Pharmacotherapy and Immunotherapy
While the mainstays of pharmacotherapy are intranasal steroids and antihistamines, unfortunately, “there is no perfect allergy treatment,” Dr. Ryan said. “We don’t have anything that is cheap, works right away, works for every patient and has no side effects.”
Some drugs, given time, can come close to being ideal therapy, at least for some patients, he noted. But in the case of nasal steroids, the trick is often to get patients to comply long enough for the medications to work. “You really have to impress on them that these drugs need to be taken on a daily basis for a period of time before they begin to see symptom relief,” he said. “They have to sort of take it on faith, like a blood pressure pill. You take it to prevent problems further down the road.”
On top of that, Dr. Ryan said, “most allergy patients have symptoms that wax and wane, which makes compliance even more problematic.”
A simple adjuvant to pharmacotherapy is nasal irrigation with a saline solution. “There have been some studies showing that this really works,” Dr.

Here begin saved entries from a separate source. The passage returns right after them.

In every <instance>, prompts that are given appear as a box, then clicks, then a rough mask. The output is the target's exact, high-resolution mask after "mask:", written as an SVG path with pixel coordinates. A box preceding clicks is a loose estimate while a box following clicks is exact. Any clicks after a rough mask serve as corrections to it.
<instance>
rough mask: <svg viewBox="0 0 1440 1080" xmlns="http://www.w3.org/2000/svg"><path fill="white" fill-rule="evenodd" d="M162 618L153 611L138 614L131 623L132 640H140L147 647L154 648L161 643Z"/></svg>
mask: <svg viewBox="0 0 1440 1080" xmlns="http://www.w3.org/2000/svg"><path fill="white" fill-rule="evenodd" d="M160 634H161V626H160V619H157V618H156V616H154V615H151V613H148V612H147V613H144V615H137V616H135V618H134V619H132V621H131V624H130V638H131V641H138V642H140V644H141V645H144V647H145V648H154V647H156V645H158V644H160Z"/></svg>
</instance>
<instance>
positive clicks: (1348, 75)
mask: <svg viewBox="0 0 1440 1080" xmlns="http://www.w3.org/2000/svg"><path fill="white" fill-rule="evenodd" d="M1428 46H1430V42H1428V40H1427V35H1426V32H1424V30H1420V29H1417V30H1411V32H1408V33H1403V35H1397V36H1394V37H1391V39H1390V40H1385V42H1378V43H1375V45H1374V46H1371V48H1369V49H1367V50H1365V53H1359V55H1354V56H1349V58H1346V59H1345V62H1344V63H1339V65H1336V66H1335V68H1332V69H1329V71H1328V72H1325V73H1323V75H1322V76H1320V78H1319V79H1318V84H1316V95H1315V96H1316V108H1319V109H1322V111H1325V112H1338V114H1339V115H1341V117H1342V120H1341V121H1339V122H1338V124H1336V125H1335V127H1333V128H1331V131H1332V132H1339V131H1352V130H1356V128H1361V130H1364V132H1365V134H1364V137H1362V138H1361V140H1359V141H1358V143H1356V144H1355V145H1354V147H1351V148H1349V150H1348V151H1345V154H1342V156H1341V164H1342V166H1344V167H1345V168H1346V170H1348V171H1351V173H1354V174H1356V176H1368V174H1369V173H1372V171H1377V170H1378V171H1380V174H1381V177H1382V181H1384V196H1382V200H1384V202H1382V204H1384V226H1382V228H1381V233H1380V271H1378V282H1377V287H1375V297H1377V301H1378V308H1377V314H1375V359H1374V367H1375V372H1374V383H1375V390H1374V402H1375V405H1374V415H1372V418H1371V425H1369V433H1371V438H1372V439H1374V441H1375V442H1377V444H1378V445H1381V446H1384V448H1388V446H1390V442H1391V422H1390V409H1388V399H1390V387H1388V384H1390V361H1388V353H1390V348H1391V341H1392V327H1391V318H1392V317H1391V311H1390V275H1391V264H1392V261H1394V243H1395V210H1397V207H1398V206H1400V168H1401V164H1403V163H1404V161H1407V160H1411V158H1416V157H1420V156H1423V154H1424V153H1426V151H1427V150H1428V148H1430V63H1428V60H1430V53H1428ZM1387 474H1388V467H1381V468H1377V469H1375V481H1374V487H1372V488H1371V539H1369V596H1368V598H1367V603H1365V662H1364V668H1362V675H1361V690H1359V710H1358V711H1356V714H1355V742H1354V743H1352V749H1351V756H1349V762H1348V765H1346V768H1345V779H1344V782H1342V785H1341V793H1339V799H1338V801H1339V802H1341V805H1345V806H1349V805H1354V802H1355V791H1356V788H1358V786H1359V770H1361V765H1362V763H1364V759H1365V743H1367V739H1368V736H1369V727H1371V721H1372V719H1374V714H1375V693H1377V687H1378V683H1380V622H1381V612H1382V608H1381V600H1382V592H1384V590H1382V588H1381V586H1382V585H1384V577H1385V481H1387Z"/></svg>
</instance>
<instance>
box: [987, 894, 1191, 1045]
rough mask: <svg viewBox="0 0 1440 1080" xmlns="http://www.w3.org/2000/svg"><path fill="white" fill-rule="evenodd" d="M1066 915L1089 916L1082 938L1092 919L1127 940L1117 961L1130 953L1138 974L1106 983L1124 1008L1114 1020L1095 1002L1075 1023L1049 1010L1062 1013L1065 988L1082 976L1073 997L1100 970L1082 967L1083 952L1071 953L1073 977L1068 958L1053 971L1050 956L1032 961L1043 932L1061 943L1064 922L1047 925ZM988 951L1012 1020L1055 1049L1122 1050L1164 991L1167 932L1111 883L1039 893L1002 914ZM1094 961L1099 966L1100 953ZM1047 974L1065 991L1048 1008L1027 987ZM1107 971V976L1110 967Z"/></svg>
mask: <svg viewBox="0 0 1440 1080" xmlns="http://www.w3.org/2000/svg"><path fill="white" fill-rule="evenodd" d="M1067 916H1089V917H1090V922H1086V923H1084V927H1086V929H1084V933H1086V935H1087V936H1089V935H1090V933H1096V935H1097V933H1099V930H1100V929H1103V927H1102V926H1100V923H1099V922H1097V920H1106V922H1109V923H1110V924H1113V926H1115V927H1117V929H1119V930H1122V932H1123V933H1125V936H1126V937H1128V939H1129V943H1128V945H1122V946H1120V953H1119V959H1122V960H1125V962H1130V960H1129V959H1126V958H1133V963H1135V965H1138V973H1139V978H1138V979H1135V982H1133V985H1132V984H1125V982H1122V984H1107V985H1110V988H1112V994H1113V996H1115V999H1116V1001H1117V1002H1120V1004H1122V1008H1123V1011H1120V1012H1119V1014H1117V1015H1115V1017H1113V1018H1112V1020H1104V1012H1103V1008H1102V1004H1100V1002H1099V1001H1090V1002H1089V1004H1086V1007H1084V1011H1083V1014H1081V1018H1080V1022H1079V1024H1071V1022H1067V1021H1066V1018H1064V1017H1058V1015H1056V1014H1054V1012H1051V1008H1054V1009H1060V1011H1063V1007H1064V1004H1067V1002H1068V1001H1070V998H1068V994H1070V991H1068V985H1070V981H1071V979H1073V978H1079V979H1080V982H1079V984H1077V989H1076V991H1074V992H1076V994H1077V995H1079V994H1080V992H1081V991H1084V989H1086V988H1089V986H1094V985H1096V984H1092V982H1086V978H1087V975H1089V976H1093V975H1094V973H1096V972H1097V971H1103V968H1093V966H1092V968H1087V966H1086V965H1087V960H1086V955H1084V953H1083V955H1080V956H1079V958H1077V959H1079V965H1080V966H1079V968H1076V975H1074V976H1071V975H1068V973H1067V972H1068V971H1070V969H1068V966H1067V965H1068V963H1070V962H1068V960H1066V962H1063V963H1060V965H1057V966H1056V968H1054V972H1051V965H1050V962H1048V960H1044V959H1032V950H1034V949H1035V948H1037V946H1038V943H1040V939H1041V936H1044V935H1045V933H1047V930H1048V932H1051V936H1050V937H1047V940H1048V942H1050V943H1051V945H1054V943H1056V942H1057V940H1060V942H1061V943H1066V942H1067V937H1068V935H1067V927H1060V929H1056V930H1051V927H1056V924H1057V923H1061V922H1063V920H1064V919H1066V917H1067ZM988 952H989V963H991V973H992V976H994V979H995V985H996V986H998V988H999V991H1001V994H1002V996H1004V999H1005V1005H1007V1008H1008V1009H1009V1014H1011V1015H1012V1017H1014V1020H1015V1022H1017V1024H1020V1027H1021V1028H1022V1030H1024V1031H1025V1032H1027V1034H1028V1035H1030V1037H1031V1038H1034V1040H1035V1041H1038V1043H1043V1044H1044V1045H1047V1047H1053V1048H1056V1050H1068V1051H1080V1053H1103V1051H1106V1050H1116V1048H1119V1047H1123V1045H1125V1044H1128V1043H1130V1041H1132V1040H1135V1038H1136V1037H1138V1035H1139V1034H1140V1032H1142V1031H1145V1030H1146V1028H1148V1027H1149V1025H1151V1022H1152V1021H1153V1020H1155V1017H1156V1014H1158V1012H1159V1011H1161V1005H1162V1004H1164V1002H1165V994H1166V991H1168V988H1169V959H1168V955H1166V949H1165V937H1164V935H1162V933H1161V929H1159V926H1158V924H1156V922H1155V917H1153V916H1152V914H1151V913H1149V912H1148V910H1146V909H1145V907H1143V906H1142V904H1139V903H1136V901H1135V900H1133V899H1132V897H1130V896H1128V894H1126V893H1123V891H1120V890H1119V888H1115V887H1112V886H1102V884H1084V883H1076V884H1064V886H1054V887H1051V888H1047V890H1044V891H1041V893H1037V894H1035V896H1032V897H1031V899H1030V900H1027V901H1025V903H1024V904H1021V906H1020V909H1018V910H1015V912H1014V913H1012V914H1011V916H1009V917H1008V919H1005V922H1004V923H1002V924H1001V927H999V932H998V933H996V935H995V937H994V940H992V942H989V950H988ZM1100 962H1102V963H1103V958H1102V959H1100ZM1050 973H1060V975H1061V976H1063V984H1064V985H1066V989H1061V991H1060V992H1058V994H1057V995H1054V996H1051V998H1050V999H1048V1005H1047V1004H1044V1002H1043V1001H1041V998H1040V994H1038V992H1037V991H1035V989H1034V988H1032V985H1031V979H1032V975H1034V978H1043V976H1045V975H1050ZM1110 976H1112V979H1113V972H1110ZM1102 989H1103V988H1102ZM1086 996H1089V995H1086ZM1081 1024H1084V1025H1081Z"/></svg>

Ryan said. One such study, published this past December, looked at the efficacy of saline nasal irrigation in the treatment of acute sinusitis in children. The randomized, prospective, placebo-controlled trial included 69 patients with acute sinusitis and found that nasal washes significantly improved such symptoms as rhinorrhea, nasal congestion, throat itching, cough and sleep quality in the 40 percent of the children who had allergic disease (Int J Pediatr Otorhinolaryngol 2009;73(12):1696-1701).